Here is a short proof of the more general identity

$$ \sum_{k=0}^{2m} (-1)^k \binom{2m}{k} \binom{x}{k}\binom{x}{2m-k} = (-1)^m \binom{2m}{m} \binom{x+m}{2m}. $$

Considered as polynomials in $x$, both sides have degree $2m$. If $x = m$ then $\binom{x}{k}\binom{x}{2m-k}$ is non-zero only when $k=m$, and so both sides equal $(-1)^m \binom{2m}{m}$. If $x \in \{0,1,\ldots,m-1\}$ then both sides are zero. If $x = -r$ where $r \in \{1,\ldots, m\}$ then, using that $\binom{-r}{k} = \binom{r+k-1}{r-1}$,
the left-hand side becomes

$$ \sum_{k=0}^{2m} (-1)^k \binom{2m}{k} f(k) $$

where $f(y) = \binom{r+y-1}{r-1} \binom{r+2m-y-1}{r-1}$. Since $f$ is a polynomial of degree $2(r-1) < 2m$ in $y$, its $2m$-th iterated difference is zero. So both sides are again zero.

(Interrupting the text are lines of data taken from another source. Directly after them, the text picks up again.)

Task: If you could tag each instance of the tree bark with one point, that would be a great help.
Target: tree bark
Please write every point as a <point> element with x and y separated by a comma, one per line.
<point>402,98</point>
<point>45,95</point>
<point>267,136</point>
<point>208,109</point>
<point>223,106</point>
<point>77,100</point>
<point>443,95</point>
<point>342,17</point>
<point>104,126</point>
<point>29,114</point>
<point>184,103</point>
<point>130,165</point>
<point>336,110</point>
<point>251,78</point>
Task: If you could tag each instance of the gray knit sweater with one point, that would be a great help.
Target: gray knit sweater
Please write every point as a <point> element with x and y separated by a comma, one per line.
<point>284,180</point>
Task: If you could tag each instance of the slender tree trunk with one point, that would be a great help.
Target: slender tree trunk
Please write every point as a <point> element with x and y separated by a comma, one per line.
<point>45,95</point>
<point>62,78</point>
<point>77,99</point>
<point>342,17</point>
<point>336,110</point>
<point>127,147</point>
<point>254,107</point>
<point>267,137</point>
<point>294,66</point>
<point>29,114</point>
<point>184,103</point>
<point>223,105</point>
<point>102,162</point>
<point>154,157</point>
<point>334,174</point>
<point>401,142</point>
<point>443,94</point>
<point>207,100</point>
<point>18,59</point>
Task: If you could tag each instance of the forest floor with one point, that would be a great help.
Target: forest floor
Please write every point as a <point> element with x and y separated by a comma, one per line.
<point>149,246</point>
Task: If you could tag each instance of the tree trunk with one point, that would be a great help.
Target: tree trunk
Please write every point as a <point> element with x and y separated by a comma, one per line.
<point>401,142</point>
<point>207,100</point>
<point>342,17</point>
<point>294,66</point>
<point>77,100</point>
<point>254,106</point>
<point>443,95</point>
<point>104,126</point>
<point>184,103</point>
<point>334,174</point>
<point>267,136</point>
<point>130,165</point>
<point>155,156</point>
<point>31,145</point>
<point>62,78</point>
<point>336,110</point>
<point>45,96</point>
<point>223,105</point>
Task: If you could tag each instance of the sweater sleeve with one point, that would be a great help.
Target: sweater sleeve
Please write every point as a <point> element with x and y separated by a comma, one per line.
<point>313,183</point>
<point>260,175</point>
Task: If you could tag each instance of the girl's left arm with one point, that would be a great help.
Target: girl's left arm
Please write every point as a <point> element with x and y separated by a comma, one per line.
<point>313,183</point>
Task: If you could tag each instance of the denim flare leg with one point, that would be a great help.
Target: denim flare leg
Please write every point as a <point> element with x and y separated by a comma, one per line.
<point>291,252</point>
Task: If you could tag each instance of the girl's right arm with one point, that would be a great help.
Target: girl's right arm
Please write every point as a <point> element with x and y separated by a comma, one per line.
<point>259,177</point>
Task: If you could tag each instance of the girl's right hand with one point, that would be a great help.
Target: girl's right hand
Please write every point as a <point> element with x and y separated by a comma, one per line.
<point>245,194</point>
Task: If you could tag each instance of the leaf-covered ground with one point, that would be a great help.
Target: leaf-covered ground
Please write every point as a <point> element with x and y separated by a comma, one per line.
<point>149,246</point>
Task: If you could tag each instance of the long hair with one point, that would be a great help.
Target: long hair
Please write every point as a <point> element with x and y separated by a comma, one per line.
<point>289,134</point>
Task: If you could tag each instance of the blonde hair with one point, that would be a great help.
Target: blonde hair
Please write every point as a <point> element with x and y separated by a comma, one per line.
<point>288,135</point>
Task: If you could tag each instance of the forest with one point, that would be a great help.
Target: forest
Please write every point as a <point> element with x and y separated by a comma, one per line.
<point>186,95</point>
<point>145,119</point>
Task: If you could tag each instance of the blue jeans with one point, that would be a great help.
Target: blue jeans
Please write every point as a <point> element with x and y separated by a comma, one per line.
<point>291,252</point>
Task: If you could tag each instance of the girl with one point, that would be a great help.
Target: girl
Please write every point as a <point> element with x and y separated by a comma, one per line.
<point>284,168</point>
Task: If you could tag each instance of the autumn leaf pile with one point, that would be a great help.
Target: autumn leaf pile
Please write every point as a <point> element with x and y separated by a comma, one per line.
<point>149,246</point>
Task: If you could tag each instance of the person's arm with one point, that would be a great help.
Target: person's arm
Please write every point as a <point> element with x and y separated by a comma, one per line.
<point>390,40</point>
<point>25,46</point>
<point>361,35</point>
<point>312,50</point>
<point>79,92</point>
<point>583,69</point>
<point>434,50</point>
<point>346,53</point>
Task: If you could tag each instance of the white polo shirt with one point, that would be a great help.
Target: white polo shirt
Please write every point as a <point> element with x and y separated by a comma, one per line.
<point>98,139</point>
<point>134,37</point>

This shows that the two sides agree at $2m+1$ values of $x$, and so they must be equal as polynomials in $x$.

This identity is a specialization of (2) in the Gessel-Stanton paper linked to above.
It is (6.56) in Volume 4 of Gould's tables. To get Dixon's identity, take $x=2m$ and use that $\binom{2m}{2m-k} = \binom{2m}{k}$.